Barrera went on to earn a journalism degree from the University of Texas at Austin in 1957 and got a job at a small production company in Austin. She produced and narrated educational Spanish-language filmstrips – eventually known as the Gloria and David series. The series was delivered to schools and later distributed by Encyclopedia Britannica Films.
“Then we converted that to teaching English-speaking kids Spanish,” Barerra said.
That’s when she got her television job. She was chosen to be the on-air Spanish-language teacher for the local Austin-San Antonio PBS station, KLRN. Part of her job was to go around to schools in Central Texas to train teachers to utilize television for teaching.

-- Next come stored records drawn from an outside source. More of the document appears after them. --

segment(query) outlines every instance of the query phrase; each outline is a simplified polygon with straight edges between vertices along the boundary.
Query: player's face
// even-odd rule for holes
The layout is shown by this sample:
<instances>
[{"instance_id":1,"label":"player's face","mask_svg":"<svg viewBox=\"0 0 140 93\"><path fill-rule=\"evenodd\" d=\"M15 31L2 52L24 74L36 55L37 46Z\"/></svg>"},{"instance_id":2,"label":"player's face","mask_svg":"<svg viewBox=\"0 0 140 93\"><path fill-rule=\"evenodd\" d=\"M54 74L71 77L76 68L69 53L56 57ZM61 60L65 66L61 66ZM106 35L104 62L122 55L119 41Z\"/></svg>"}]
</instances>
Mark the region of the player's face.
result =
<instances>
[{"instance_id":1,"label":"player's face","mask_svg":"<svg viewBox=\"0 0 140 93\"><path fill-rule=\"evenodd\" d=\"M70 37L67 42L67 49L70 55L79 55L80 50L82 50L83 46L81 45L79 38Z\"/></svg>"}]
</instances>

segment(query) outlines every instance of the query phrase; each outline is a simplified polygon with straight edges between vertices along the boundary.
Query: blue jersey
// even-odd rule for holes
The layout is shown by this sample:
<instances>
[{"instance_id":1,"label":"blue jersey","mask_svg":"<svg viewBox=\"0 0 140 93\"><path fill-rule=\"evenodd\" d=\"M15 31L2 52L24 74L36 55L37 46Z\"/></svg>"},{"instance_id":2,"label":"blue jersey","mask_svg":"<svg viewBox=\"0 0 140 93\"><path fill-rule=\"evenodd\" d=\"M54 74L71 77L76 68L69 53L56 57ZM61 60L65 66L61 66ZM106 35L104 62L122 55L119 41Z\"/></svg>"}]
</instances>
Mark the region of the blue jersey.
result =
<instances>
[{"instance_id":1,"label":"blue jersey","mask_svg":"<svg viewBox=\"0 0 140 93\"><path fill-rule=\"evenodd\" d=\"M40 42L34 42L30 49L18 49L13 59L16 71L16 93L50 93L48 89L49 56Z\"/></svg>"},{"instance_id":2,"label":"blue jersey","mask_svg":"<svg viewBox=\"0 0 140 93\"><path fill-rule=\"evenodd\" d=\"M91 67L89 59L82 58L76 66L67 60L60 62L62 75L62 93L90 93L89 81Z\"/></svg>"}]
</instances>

“There were no Spanish teachers in the schools at the time … and there was nothing that went in to try to do anything for that Mexican-American child,” Barrera said.
Her work was happening at a time when Mexican-American civil rights activists were demanding that the Spanish language be respected and that Spanish-speaking children get better educational opportunities.
Then, came the 1968 Bilingual Education Act. Now, there were federal funds for bilingual instruction programs in schools – and for television programs.
“I was reading all about bilingual education … and I thought ‘well why can’t we do something like this?’ And so that’s when I approached the station and I said, ‘You know, I have an idea,’” Barrera said.